Warning: This post is going to be rather depressing, especially for (a) old-school journalists, (b) religious believers seeking racial reconciliation and (c) consistent, even radical, defenders of the First Amendment.
I really struggled as host Todd Wilken and I recorded this week's Crossroads podcast (click here to tune that in) and I think you'll be able to hear that in my voice. From my perspective, the media coverage of the tragic events in Charlottesville, Va., descended into chaos and shouting and the public ended up with more heat that light, in terms of basic information.
The key question, of course, is what did these demonstrations/riots have to do with religion?
That's where this post will end up, so hang in there with me.
But let's start connecting some dots, starting with a shocking headline from the op-ed page of The New York Times, America's most powerful news operation. Did you see this one?
The A.C.L.U. Needs to Rethink Free Speech
As a First Amendment liberal, that made me shudder. The whole idea is that the ACLU is struggling to defend its historic commitment to free speech -- even on the far right. In the context of Charlottesville, that leads to this (in the Times op-ed):
The American Civil Liberties Union has a long history of defending the First Amendment rights of groups on both the far left and the far right. This commitment led the organization to successfully sue the city of Charlottesville, Va., last week on behalf of a white supremacist rally organizer. The rally ended with a Nazi sympathizer plowing his car into a crowd, killing a counterprotester and injuring many.
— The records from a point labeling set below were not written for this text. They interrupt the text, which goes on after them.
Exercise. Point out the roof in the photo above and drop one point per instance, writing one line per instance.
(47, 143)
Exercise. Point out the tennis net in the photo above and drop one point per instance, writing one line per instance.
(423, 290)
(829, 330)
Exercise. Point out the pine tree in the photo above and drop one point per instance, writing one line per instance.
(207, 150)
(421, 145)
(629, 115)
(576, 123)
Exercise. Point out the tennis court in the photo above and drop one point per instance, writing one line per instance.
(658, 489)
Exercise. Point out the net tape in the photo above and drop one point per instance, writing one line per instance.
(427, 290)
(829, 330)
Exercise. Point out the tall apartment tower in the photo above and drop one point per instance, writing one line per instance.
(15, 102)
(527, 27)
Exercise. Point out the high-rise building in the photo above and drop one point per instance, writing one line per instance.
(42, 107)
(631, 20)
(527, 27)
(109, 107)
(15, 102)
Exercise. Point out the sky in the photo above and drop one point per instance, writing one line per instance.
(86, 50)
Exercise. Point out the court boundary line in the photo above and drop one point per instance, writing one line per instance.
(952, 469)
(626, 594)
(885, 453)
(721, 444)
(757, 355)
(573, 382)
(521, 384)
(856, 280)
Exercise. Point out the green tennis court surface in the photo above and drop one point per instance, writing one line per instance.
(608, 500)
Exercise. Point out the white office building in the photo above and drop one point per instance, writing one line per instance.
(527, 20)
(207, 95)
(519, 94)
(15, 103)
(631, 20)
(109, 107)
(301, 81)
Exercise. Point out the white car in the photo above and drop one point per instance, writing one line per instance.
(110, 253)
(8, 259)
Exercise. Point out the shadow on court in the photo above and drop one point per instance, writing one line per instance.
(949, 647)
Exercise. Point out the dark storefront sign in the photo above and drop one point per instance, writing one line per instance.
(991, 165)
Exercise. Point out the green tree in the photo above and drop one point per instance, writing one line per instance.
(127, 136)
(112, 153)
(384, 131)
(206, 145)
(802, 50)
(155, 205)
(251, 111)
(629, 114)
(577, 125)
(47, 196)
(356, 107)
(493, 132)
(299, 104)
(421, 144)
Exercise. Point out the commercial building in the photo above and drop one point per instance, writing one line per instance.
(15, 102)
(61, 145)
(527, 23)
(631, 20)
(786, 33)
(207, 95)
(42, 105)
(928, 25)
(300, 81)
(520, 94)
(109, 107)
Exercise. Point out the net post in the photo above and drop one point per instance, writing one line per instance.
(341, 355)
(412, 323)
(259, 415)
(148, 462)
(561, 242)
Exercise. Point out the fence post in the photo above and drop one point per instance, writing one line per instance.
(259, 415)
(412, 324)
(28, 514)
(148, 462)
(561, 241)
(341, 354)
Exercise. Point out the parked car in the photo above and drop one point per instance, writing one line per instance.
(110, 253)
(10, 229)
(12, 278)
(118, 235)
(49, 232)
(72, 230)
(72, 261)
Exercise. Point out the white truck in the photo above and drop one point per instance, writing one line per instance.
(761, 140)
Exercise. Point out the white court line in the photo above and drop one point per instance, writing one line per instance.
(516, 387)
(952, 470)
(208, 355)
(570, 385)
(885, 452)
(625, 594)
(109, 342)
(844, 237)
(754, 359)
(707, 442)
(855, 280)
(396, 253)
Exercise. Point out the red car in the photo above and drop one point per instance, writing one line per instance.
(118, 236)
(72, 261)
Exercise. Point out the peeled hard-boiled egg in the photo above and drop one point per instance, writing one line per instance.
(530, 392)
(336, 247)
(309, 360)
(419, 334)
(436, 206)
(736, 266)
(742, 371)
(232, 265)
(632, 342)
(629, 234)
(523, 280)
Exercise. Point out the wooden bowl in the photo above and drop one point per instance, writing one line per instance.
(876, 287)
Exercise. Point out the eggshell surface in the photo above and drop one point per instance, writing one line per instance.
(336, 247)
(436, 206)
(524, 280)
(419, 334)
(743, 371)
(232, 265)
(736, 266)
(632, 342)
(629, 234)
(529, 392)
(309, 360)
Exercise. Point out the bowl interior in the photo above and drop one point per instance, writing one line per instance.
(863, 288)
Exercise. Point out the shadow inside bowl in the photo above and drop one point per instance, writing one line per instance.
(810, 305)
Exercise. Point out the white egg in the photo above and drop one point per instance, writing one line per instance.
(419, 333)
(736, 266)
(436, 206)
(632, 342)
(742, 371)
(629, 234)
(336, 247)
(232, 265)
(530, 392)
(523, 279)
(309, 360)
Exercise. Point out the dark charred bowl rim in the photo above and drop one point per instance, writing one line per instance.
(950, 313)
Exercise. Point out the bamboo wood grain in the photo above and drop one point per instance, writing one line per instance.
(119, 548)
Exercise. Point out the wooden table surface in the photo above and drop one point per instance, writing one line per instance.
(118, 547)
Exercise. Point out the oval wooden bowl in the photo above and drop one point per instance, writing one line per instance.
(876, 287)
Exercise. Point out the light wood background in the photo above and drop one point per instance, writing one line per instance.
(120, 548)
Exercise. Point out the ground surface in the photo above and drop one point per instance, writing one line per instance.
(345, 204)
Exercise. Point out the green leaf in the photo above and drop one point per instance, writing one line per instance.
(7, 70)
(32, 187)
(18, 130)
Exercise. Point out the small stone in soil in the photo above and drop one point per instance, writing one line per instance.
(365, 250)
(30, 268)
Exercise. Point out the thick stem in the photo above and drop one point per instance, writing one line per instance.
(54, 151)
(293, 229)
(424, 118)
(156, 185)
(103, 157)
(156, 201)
After the A.C.L.U. was excoriated for its stance, it responded that “preventing the government from controlling speech is absolutely necessary to the promotion of equality.” Of course that’s true. The hope is that by successfully defending hate groups, its legal victories will fortify free-speech rights across the board: A rising tide lifts all boats, as it goes.
While admirable in theory, this approach implies that the country is on a level playing field, that at some point it overcame its history of racial discrimination to achieve a real democracy, the cornerstone of which is freedom of expression.
The key, of course, is that the rally descended into violence.